- App Store icon
- Developers: Oyaji Games (iOS) Flying Tiger Entertainment (WiiWare, DSiWare) Creat Studios (PSP)
- Publishers: Oyaji Games (iOS) Creat Studios (PSP)
- Director: Luc Bernard
- Designers: Luc Bernard Shane Gill Sean Reid
- Series: Mecho
- Platforms: iOS, Windows, Mac OS X, PlayStation Portable
- Release: iOS June 13, 2009 Windows, Mac OS X December 11, 2010 PlayStation Portable NA: January 10, 2012; EU: January 25, 2012;
- Genre: Strategy
- Mode: Single-player

= Mecho Wars =

2009 video game

Mecho Wars is a turn-based strategy video game developed by British studio Oyaji Games and designed by Luc Bernard which is set in the same world as Eternity's Child. It was released for iOS on June 13, 2009. It was released on PlayStation Minis on January 10, 2012, in North America and January 25, 2012, in Europe. It was also released on December 11, 2010, on PC and Mac.

==Gameplay==

Screenshot

The game is based on standard turn-based strategy combat but with environmental factors affecting gameplay. For example, at night the water freezes, and every turn an hour goes by. The game features two campaigns one controlling the 'Winged Crusade' and one controlling the 'Landians'.

==Soundtrack==
The Mecho Wars soundtrack was composed by Sean Beeson, with additional music provided by Justin Wasack, Pontus Rufelt, AF THE NAYSAYER, Aidin Ashoori, and vocals by Genna Bain. The sound effects were created by Justin Wasack.

The WiiWare version features an exclusive song.

==Awards==
Mecho Wars was nominated for Best Handheld Audio for the 2010 GANG Awards, up against Jak & Daxter: The Lost Frontier, The Secret of Monkey Island: Special Edition, Gran Turismo PSP and Resistance: Retribution.

==Reception==
Reviews for Mecho Wars have been generally positive.

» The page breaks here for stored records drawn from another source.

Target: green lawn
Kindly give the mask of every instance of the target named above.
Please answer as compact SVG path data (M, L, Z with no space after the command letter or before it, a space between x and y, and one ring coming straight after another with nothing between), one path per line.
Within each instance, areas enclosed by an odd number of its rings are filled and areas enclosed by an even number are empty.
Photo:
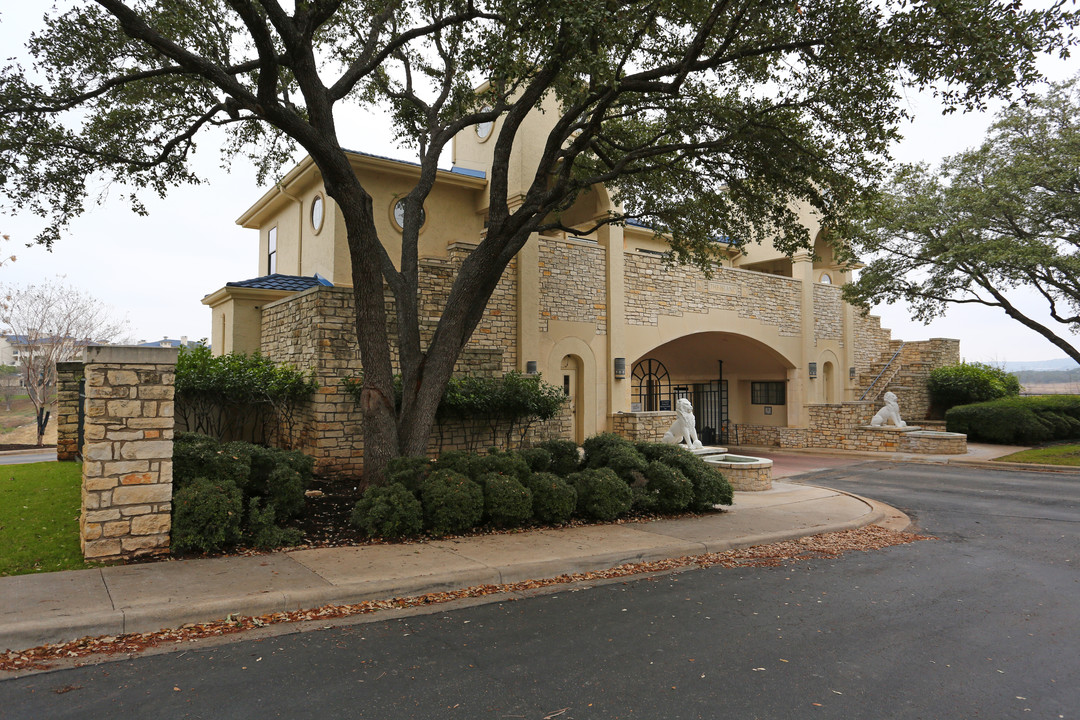
M79 551L82 464L0 465L0 576L90 567Z
M1080 466L1080 445L1050 445L1021 450L1012 455L995 458L1001 462L1042 463L1043 465Z

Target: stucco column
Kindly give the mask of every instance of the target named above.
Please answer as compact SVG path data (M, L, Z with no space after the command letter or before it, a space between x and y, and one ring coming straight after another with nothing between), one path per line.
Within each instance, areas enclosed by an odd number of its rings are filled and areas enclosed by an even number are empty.
M607 415L630 410L630 368L626 367L626 377L615 379L615 358L626 357L626 286L625 286L625 243L621 225L605 225L601 228L600 240L607 249L607 366L600 368L607 383ZM608 428L611 430L612 428Z
M814 262L809 251L802 250L791 259L791 277L802 283L800 358L794 371L788 371L788 427L806 427L805 406L814 402L815 380L808 377L814 352Z
M847 284L851 281L851 271L846 270L840 276L840 282ZM855 378L851 377L851 368L855 367L855 308L848 303L840 304L841 318L844 323L843 335L844 335L844 352L841 357L841 362L844 363L842 368L844 378L844 399L845 400L858 400L855 397L856 382Z

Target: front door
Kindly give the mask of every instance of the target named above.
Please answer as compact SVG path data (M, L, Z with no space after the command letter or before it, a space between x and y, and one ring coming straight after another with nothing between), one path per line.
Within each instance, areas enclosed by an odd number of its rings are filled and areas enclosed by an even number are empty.
M570 431L574 442L579 445L585 440L585 418L581 412L581 388L578 385L581 380L580 366L581 361L574 355L562 359L562 387L563 393L569 398Z

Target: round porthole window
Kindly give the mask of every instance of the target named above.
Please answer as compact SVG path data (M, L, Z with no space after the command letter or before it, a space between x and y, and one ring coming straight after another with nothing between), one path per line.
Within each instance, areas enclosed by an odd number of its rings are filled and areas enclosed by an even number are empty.
M491 106L485 105L481 112L490 112ZM491 120L485 120L484 122L476 123L476 136L480 138L480 142L484 142L491 137L491 131L495 129L495 123Z
M315 199L311 201L311 227L316 233L322 230L323 216L326 213L323 202L322 195L316 195Z
M832 285L832 278L829 276L829 273L821 273L821 284Z
M394 203L394 211L392 213L392 217L394 218L394 224L397 225L397 229L398 230L404 230L405 229L405 201L404 200L398 200L397 202ZM426 222L427 222L427 212L423 208L420 208L420 227L423 228L424 224Z

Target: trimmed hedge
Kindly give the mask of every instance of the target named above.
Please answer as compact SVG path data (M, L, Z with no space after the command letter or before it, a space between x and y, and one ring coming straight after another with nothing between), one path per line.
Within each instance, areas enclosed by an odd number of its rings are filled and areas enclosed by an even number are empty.
M1031 445L1080 438L1080 395L1009 397L958 405L945 413L950 432L974 442Z
M532 517L532 493L511 475L484 473L479 478L484 488L484 518L495 527L524 525Z
M436 535L471 530L484 516L484 491L466 475L436 470L420 486L424 527Z
M1020 394L1020 380L1015 375L978 362L936 368L927 378L926 387L930 392L930 405L938 413L957 405Z
M294 450L178 433L172 549L214 552L242 540L260 549L296 545L300 532L284 524L303 514L313 468Z
M533 473L525 482L532 492L533 517L542 523L560 525L570 520L577 508L577 490L554 473Z
M577 513L592 520L614 520L630 510L633 494L614 470L594 468L567 480L577 490Z
M405 485L393 483L365 490L349 522L369 537L409 537L423 529L424 511Z

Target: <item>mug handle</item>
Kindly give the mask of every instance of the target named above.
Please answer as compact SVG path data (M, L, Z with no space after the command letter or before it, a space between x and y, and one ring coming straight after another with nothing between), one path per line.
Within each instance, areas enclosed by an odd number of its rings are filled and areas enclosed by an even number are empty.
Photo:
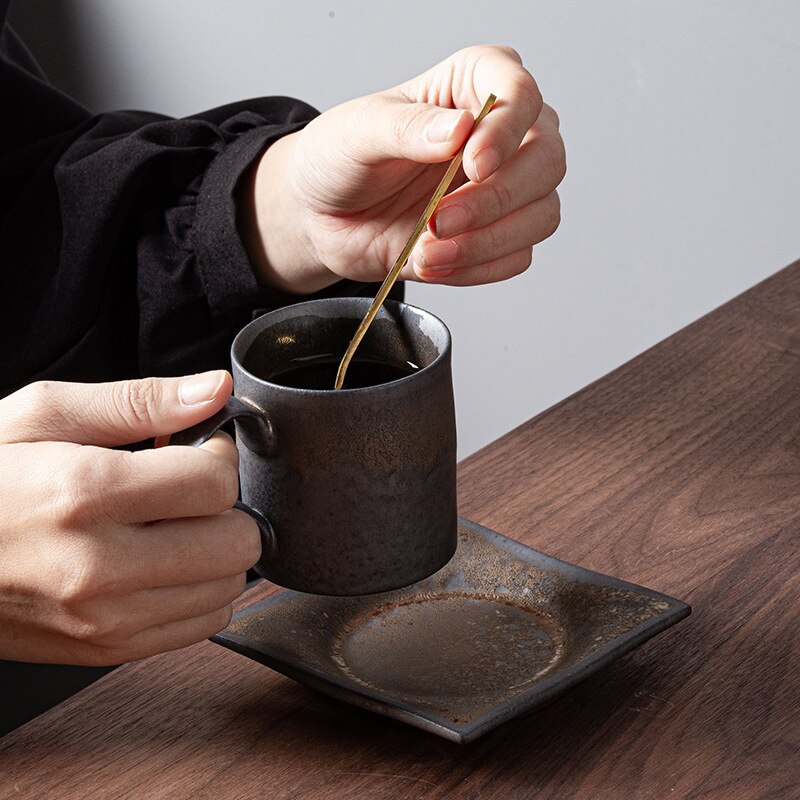
M231 396L228 402L208 419L192 425L191 428L173 433L169 438L170 444L188 445L199 447L207 442L223 425L236 420L239 423L237 431L242 444L252 450L256 455L266 456L275 450L275 433L266 414L257 406L247 401ZM251 508L241 500L237 500L234 508L244 511L251 516L258 525L261 534L262 558L272 551L275 546L275 531L269 520L255 508Z

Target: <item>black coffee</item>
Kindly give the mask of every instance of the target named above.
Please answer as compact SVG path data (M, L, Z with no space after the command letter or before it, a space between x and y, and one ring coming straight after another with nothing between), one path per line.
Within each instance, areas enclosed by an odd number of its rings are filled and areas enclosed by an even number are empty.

It received a score of 4 out of 5 from appvee.com. Gamerlimit.com gave Mecho Wars an 8.5 out of 10 Appversity said "where UniWar brought a bland, but solid entry to the TBS genre, Mecho Wars counters with a flashy and vibrant style. With this style and the innovative time twist, I can safely say that upon the release of online multiplayer, Mecho Wars will be a must-have". Slide To Play gave the game a 4 out of 4. Meanwhile, PSPminis.com gave it a 9/10 for the PlayStation Minis version saying "Mecho Wars is very polished and full of content."

==Remake==
A remake named Desert Ashes was released in February 2015 for PlayStation Vita, and for the Nintendo Switch in January 2019.